What do you see is the hidden agenda behind this question? The OP hasn't answered his own question, either in the text of the question or in the answers.

You said that the question has already been asked and answered. If it is a duplicate, close it as a duplicate.

For the sake of argument, let's assume that the OP has some sort of agenda. Imagine that the question was asked by Dave Ramsey using an alias, and he has the view that credit scores are worthless. He didn't state that in the question, and he didn't say it in an answer. So assume good faith and answer the question the way you think is best. If someone posts an answer you don't like, downvote it. Voting will take care of the answers.

When a question like this is closed quickly, it makes it look like the members of the community are afraid of the answers to the question.

Let's look at the billionaires buying life insurance question. The OP clearly has an agenda. He has posted three very poorly received answers that have been downvoted into oblivion. He has accused the site of suppressing his viewpoint, which is hogwash. And yet, when he posted a question in which he invited answers against his own viewpoint, instead of answering the question, three users closed it. (One moderator was able to get a very good answer in before the question was closed.) It almost legitimizes his accusation, that the mainstream users of the site have no response to his viewpoint.

Instead of closing a question like this, answer it. Even if the OP has a crackpot viewpoint (which I don't think is the case here), there are lots of other people who are looking for the arguments against the crackpots. We can provide that. This is an opportunity to answer the issue legitimately and make the internet a better place.

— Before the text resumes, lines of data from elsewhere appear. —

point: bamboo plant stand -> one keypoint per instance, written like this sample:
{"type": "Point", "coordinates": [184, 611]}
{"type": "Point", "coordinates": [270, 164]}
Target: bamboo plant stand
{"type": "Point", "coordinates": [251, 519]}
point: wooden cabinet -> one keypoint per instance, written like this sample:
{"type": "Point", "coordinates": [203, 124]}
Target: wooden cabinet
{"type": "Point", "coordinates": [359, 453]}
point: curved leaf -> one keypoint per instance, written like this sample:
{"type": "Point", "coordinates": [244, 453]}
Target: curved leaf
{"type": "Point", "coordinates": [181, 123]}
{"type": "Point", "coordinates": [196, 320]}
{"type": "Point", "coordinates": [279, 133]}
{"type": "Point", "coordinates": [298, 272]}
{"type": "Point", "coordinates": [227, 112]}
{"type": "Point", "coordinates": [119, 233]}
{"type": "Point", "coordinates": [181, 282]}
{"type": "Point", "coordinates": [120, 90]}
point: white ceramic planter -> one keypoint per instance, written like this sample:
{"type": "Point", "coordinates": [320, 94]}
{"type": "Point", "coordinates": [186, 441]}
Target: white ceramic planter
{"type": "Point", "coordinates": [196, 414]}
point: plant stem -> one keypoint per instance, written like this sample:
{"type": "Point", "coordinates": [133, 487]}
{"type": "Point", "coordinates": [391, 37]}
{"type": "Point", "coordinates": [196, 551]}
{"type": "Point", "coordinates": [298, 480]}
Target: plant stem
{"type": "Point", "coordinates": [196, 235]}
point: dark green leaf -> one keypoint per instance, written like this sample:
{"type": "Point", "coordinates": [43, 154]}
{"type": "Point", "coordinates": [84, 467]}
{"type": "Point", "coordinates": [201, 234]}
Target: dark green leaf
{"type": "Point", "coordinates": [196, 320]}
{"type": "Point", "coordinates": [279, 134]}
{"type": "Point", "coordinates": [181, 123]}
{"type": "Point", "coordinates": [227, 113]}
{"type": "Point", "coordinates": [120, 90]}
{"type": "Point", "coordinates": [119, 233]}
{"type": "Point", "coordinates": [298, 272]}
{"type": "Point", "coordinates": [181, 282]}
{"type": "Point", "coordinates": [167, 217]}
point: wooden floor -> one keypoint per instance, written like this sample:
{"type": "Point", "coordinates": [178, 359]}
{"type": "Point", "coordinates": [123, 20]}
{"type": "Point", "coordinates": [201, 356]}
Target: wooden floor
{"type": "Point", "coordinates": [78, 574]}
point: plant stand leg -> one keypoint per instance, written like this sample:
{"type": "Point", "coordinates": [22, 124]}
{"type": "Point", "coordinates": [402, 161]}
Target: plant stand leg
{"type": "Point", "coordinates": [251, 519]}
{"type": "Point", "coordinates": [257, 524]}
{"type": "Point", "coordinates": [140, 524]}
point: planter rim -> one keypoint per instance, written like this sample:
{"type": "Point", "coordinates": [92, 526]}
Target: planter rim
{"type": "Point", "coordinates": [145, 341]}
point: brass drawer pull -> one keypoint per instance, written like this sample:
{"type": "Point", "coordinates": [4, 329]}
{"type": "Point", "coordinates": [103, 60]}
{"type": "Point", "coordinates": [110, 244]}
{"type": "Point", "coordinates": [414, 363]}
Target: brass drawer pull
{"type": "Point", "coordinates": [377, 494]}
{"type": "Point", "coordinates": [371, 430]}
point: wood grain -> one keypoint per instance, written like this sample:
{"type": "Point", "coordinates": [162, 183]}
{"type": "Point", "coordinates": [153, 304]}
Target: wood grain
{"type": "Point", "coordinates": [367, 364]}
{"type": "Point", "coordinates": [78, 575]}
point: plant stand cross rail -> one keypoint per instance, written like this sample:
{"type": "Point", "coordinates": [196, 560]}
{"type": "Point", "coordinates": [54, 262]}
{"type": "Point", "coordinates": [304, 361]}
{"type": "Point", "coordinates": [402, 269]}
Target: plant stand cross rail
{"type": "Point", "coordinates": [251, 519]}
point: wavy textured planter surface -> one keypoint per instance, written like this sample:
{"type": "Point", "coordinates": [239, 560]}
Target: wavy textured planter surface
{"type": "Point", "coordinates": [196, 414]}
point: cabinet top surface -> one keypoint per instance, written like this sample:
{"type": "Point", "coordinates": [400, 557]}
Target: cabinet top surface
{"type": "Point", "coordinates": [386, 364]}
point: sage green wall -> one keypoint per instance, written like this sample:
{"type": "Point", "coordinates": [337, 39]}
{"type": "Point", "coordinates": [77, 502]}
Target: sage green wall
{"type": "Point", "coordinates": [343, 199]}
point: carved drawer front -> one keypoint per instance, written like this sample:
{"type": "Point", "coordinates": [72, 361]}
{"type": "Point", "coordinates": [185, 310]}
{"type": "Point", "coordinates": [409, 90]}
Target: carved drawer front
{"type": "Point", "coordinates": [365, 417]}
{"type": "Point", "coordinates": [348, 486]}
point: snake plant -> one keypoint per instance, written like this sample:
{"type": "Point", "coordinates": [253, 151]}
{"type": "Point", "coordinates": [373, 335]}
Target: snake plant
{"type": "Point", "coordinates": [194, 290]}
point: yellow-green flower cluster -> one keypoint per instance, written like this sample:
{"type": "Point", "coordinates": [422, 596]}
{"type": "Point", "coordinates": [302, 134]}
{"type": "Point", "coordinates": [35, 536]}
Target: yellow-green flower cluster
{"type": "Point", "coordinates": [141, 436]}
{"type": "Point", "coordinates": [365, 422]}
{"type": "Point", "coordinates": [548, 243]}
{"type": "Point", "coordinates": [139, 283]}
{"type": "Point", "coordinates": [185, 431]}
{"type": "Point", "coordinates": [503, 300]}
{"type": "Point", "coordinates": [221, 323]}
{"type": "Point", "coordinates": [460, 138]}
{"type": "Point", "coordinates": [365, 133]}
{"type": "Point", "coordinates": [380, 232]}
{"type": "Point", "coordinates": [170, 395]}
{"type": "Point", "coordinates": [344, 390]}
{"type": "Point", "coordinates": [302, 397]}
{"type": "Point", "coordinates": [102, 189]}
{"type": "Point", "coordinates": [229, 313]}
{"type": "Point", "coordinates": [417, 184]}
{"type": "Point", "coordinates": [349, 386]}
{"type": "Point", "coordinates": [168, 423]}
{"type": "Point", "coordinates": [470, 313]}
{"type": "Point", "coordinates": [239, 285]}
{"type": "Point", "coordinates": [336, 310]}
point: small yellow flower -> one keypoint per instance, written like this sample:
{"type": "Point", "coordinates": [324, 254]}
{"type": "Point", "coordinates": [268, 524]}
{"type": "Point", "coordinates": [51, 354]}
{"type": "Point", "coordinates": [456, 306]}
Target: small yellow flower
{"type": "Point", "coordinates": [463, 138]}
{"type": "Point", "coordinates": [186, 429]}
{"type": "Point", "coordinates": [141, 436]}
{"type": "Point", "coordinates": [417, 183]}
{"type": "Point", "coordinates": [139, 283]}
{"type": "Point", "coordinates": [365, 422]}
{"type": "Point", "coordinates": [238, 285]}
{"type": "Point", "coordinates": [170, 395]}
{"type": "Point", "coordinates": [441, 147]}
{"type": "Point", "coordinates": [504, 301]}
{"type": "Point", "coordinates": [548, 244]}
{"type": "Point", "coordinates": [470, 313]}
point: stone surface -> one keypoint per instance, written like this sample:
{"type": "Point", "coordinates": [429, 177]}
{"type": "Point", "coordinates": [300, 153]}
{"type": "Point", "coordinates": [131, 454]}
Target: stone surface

  • Full disclosure: I am not a crackpot, and yet, I think it is unfortunate that something as arbitrary as the FICO score is being used for so many things.
    – Ben Miller
    Commented Jan 30, 2015 at 4:39
  • 1
    +1 - I appreciate your answer here, Ben. In hindsight, I was having an off day, and when that happens, I need to walk away from technology. The life insurance guy - I commented multiple times to his answers, as he posted about 5 in rapid succession, asking him to explain aspects of his answer. No replies were posted. I agree, the question would have been ok if left open, if only for an example of that view. Commented Jan 30, 2015 at 12:08

Yes, Value of credit score if you never plan to borrow again? should be closed just as Why do billionaires buy life insurance was closed; both are not about an issue of personal finance that the respective OPs are facing but merely speculation in one case (and indeed asking whether refusing to pay off existing debts is OK), and a disguised effort at selling whole life insurance on the other.